How to Let Go of Regret
Briefly

How to Let Go of Regret
"Regret may be the inner critic 's favorite topic. Regret is lamenting about past choices that we now consider to have been mistakes. But this tie to the past does not have to be taken as the whole picture. Regrets serve to keep us stuck because the inner critic mutters, "You have made so many mistakes because you are inadequate and unskilled. You are too messed up to work anything out or try something new.""
"It's important to remember that mistakes are a given of human experience, but we often think that this given applies only to us. Indeed, regret thrives on isolation: "Only I could have been that dumb." Actually, we have all been that dumb, and worse. Our compassionate sense of ourselves in this frail human family makes regret less impactful. In that context, regret can help us cultivate the virtue of humility."
"In addition, regret is about grieving. The root word "gret" means "to weep" or "to lament"-essentially, to grieve. We keep spinning our wheels in our grief experience, never resolving it. That is why regret keeps gnawing at us. We repeat rather than complete. All our errors and losses are meant to go to grief, then to nostalgia, and then to letting go. When we interrupt this protocol, we wind up stuck in regret."

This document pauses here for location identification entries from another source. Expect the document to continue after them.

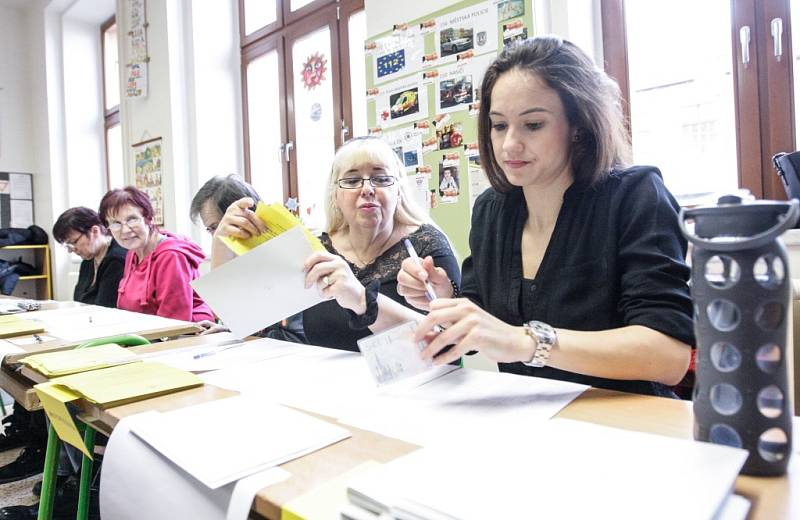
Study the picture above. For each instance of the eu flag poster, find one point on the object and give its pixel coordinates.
(391, 63)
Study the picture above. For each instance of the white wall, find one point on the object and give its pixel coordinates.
(16, 130)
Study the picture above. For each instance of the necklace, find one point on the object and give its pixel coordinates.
(380, 250)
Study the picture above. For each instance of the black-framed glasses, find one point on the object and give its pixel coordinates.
(70, 245)
(131, 222)
(377, 181)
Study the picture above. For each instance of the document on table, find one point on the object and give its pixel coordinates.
(262, 287)
(154, 487)
(261, 435)
(574, 470)
(229, 354)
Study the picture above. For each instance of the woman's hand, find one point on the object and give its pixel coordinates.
(335, 280)
(411, 282)
(239, 221)
(211, 327)
(471, 328)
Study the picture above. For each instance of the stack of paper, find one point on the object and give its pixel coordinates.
(11, 326)
(79, 360)
(278, 220)
(569, 470)
(246, 435)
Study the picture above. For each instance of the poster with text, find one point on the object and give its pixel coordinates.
(403, 102)
(466, 33)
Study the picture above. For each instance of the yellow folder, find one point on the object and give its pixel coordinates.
(278, 219)
(55, 364)
(108, 387)
(12, 326)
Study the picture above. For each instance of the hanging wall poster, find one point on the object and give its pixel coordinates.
(458, 85)
(396, 55)
(402, 102)
(407, 144)
(137, 51)
(466, 33)
(147, 155)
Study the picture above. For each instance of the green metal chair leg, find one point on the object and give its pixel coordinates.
(49, 478)
(86, 475)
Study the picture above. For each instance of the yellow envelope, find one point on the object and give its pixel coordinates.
(54, 399)
(53, 364)
(277, 219)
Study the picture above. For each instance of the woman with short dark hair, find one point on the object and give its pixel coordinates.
(82, 232)
(159, 266)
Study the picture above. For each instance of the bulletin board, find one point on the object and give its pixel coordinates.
(423, 92)
(16, 200)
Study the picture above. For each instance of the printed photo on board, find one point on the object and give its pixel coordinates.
(455, 40)
(456, 91)
(404, 103)
(450, 135)
(448, 183)
(510, 9)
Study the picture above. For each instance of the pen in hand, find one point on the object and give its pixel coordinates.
(212, 352)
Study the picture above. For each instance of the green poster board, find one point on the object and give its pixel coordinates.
(423, 92)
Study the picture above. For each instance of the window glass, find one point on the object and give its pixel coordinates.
(263, 99)
(259, 13)
(111, 66)
(357, 31)
(681, 92)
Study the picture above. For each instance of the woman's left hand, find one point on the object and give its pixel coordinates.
(335, 280)
(470, 328)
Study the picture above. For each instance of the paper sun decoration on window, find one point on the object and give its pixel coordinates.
(314, 70)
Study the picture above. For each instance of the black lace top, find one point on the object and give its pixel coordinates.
(326, 324)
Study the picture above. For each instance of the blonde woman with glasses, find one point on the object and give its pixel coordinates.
(369, 212)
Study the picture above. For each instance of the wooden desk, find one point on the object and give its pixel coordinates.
(772, 498)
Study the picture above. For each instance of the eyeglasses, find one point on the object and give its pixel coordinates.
(71, 245)
(115, 225)
(377, 181)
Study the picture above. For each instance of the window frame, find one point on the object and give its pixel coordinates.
(762, 89)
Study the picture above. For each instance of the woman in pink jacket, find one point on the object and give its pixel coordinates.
(159, 265)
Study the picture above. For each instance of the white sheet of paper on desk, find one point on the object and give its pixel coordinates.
(205, 358)
(465, 400)
(7, 347)
(154, 487)
(393, 354)
(262, 287)
(575, 470)
(262, 435)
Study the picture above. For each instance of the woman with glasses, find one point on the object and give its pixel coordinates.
(159, 265)
(81, 231)
(369, 212)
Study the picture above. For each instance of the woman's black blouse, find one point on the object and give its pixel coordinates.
(326, 324)
(109, 273)
(615, 258)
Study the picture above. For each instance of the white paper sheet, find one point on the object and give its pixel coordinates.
(155, 488)
(261, 287)
(226, 355)
(569, 469)
(87, 322)
(475, 401)
(265, 435)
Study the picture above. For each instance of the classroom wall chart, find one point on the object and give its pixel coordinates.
(423, 95)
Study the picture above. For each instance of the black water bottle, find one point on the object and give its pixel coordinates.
(741, 290)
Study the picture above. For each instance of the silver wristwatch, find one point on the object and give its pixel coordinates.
(545, 337)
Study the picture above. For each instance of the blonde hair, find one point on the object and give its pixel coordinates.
(370, 149)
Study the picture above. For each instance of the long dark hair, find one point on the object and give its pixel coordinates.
(591, 102)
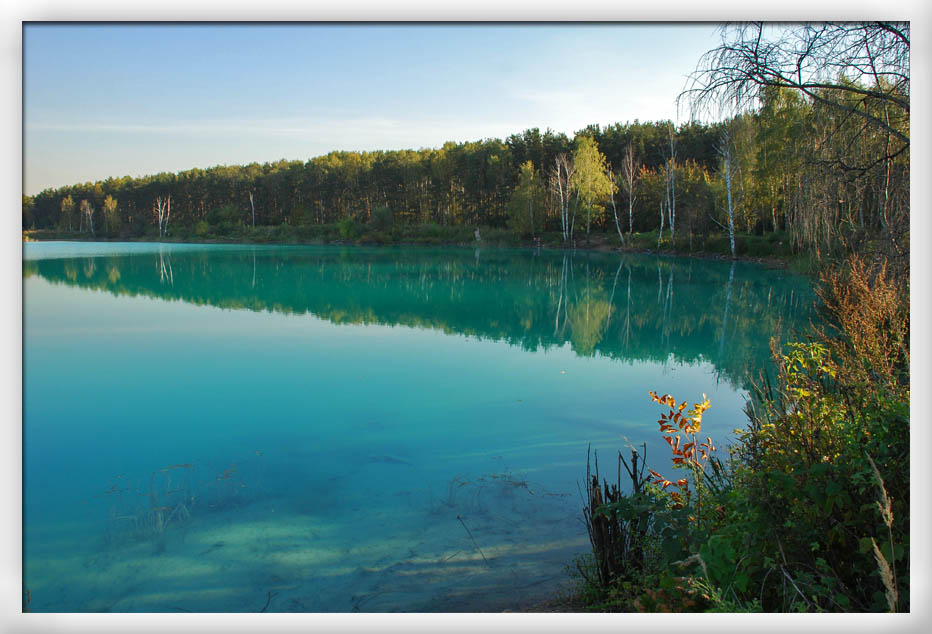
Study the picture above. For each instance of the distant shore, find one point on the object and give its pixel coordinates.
(764, 250)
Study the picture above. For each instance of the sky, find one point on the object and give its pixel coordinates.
(103, 100)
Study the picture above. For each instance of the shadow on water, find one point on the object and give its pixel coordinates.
(627, 307)
(406, 514)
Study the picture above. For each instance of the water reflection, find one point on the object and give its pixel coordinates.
(628, 307)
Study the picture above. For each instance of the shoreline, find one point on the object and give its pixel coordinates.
(771, 262)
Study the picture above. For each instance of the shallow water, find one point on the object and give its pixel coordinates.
(238, 428)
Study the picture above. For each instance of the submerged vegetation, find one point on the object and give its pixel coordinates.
(809, 510)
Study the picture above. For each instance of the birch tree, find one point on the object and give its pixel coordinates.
(726, 155)
(162, 207)
(560, 178)
(614, 188)
(590, 180)
(110, 216)
(87, 216)
(629, 175)
(670, 172)
(67, 208)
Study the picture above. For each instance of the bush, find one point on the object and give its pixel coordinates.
(811, 510)
(382, 218)
(347, 229)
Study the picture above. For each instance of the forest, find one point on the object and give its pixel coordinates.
(809, 510)
(822, 169)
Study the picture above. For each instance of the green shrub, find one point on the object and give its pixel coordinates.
(382, 218)
(347, 229)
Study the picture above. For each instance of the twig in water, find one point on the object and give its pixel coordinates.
(472, 538)
(268, 601)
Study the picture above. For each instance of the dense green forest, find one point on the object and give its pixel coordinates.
(809, 510)
(828, 168)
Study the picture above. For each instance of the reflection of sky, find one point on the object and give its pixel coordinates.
(127, 385)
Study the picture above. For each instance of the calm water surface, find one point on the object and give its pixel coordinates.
(239, 428)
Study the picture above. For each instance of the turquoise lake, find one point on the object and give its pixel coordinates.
(235, 428)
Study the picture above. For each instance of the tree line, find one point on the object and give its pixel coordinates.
(826, 163)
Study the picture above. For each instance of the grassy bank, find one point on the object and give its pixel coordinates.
(807, 512)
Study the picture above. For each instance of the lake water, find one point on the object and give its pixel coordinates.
(322, 429)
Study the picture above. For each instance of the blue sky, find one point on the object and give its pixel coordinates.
(114, 100)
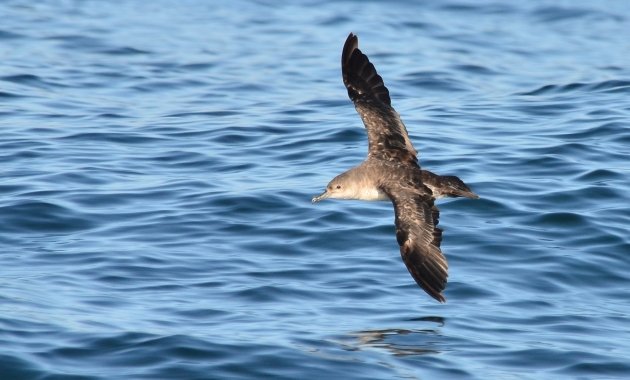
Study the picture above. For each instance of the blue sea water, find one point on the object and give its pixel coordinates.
(158, 160)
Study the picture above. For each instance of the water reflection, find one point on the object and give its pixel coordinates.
(399, 341)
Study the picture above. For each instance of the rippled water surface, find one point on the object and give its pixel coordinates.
(158, 160)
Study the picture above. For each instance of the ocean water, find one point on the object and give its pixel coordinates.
(158, 161)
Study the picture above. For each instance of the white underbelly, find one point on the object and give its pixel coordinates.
(373, 194)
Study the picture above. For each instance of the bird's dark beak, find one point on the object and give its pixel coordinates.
(320, 197)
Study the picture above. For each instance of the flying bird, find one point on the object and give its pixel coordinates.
(392, 172)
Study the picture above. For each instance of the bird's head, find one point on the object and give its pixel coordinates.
(342, 186)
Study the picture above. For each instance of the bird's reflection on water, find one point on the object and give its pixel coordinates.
(399, 341)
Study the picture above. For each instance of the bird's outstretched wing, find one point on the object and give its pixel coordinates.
(387, 135)
(419, 238)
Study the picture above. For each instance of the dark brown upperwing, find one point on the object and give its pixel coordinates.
(419, 239)
(387, 135)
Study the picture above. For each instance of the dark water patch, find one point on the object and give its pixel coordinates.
(474, 69)
(433, 80)
(43, 217)
(613, 85)
(7, 35)
(10, 95)
(124, 51)
(132, 138)
(599, 176)
(205, 114)
(553, 14)
(31, 80)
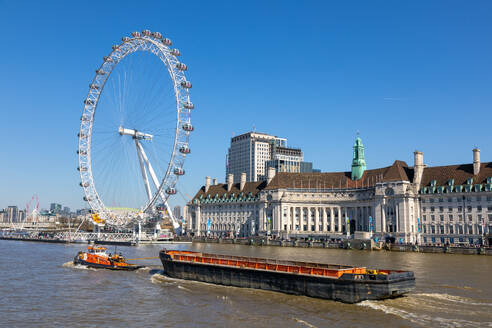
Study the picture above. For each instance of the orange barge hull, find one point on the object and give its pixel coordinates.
(335, 282)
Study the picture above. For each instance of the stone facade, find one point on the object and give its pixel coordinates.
(442, 204)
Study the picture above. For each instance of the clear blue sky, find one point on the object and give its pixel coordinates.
(408, 74)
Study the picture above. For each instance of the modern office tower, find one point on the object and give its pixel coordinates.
(177, 212)
(12, 214)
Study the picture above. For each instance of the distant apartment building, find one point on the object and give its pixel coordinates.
(253, 153)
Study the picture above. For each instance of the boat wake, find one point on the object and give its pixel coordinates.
(76, 266)
(453, 298)
(417, 310)
(307, 324)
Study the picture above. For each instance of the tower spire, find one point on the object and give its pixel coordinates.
(358, 161)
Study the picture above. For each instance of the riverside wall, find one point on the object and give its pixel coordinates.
(367, 245)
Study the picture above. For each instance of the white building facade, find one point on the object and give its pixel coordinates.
(419, 204)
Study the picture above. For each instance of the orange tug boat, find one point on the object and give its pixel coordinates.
(96, 257)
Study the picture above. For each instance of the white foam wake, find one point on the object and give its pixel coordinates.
(454, 298)
(423, 320)
(307, 324)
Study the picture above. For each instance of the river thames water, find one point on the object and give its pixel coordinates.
(39, 287)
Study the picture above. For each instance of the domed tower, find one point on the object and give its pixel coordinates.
(358, 162)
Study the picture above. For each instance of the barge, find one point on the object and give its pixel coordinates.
(328, 281)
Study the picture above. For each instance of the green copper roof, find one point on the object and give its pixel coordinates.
(358, 161)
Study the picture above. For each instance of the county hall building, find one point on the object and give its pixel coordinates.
(418, 204)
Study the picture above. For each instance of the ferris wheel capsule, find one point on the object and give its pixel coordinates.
(178, 171)
(166, 41)
(188, 105)
(171, 191)
(188, 127)
(184, 149)
(181, 66)
(186, 84)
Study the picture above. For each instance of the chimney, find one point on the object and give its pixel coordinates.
(476, 161)
(418, 167)
(230, 181)
(243, 181)
(270, 174)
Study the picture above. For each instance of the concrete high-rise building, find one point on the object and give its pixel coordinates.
(55, 208)
(177, 212)
(12, 214)
(248, 154)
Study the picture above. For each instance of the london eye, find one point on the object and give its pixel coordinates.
(134, 131)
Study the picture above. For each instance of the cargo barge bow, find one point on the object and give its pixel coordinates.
(328, 281)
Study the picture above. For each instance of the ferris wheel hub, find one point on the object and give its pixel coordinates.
(134, 133)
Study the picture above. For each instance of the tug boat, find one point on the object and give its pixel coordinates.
(96, 257)
(342, 283)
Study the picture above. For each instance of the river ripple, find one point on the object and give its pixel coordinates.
(39, 287)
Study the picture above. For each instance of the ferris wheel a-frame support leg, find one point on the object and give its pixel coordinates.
(144, 171)
(142, 155)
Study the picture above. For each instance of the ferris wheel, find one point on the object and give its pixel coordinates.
(132, 152)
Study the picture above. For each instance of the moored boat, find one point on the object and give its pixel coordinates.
(96, 257)
(329, 281)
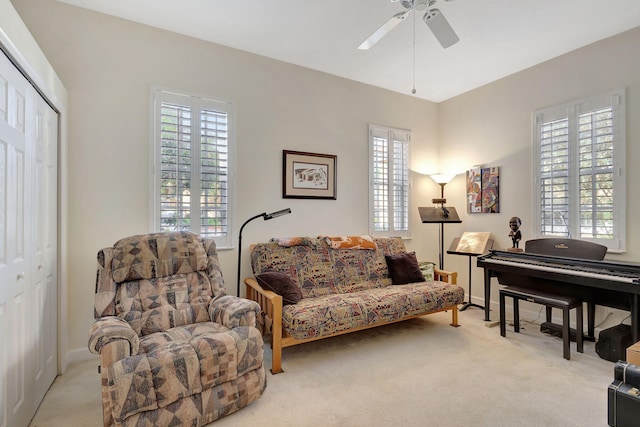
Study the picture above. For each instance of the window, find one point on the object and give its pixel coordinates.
(579, 162)
(389, 175)
(192, 152)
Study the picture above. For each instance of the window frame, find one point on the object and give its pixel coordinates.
(572, 111)
(375, 131)
(197, 103)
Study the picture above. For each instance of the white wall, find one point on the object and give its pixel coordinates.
(492, 126)
(108, 66)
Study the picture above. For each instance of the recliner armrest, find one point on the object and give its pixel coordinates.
(232, 311)
(109, 329)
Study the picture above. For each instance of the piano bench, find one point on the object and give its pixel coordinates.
(565, 303)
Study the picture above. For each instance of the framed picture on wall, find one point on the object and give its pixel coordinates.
(483, 190)
(308, 175)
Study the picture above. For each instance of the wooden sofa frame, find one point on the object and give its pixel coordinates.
(271, 305)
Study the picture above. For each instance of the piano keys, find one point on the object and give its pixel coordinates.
(568, 267)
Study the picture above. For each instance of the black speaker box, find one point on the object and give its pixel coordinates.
(613, 342)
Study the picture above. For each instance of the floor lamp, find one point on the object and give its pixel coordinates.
(440, 215)
(264, 216)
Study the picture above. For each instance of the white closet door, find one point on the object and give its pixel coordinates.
(28, 282)
(44, 267)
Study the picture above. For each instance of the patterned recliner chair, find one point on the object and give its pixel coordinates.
(174, 348)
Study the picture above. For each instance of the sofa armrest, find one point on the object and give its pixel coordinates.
(111, 329)
(270, 318)
(450, 277)
(232, 311)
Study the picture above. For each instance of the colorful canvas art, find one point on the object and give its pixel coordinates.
(483, 194)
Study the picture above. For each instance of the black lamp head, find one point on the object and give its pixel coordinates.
(276, 214)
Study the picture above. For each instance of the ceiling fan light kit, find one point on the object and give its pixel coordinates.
(440, 28)
(434, 19)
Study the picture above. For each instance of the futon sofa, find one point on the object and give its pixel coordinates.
(313, 288)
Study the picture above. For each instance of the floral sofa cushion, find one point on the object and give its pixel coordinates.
(345, 289)
(329, 314)
(320, 270)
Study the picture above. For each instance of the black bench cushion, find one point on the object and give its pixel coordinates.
(541, 297)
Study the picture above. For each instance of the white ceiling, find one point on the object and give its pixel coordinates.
(497, 37)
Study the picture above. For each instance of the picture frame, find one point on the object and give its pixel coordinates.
(308, 175)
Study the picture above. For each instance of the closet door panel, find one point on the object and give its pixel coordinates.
(15, 271)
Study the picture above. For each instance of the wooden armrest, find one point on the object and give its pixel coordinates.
(446, 276)
(271, 307)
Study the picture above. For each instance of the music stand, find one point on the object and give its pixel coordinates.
(471, 244)
(441, 215)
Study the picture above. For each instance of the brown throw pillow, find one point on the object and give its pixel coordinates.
(282, 285)
(404, 268)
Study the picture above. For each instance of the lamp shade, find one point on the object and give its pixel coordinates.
(441, 178)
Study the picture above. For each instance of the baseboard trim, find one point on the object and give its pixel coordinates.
(80, 355)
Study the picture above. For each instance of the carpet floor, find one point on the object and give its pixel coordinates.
(420, 372)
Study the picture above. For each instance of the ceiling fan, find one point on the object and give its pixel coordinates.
(434, 19)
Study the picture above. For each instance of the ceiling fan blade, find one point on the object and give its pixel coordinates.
(440, 28)
(383, 30)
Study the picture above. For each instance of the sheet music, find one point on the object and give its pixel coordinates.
(473, 242)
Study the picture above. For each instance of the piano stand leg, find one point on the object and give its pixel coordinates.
(470, 304)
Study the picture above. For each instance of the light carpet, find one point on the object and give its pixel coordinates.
(420, 372)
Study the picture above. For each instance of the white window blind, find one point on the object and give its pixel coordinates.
(389, 173)
(193, 162)
(580, 189)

Regret is lamenting past choices that are later judged mistakes. The inner critic uses regret to assert personal inadequacy, keeping people stuck and silencing attempts to try something new. Accepting that mistakes, failures, and impulsive choices are universal removes shame and diminishes fear's power. Recognizing shared human fallibility fosters compassion and humility, undermining the isolation that feeds regret. Regret functions as grieving: the root "gret" means to weep or lament, and unresolved grief causes repetitive rumination. Completing the grieving process through sorrow, nostalgia, and letting go allows errors and losses to be processed rather than replayed. Examining regrets in relation to life themes can help break free from their grip.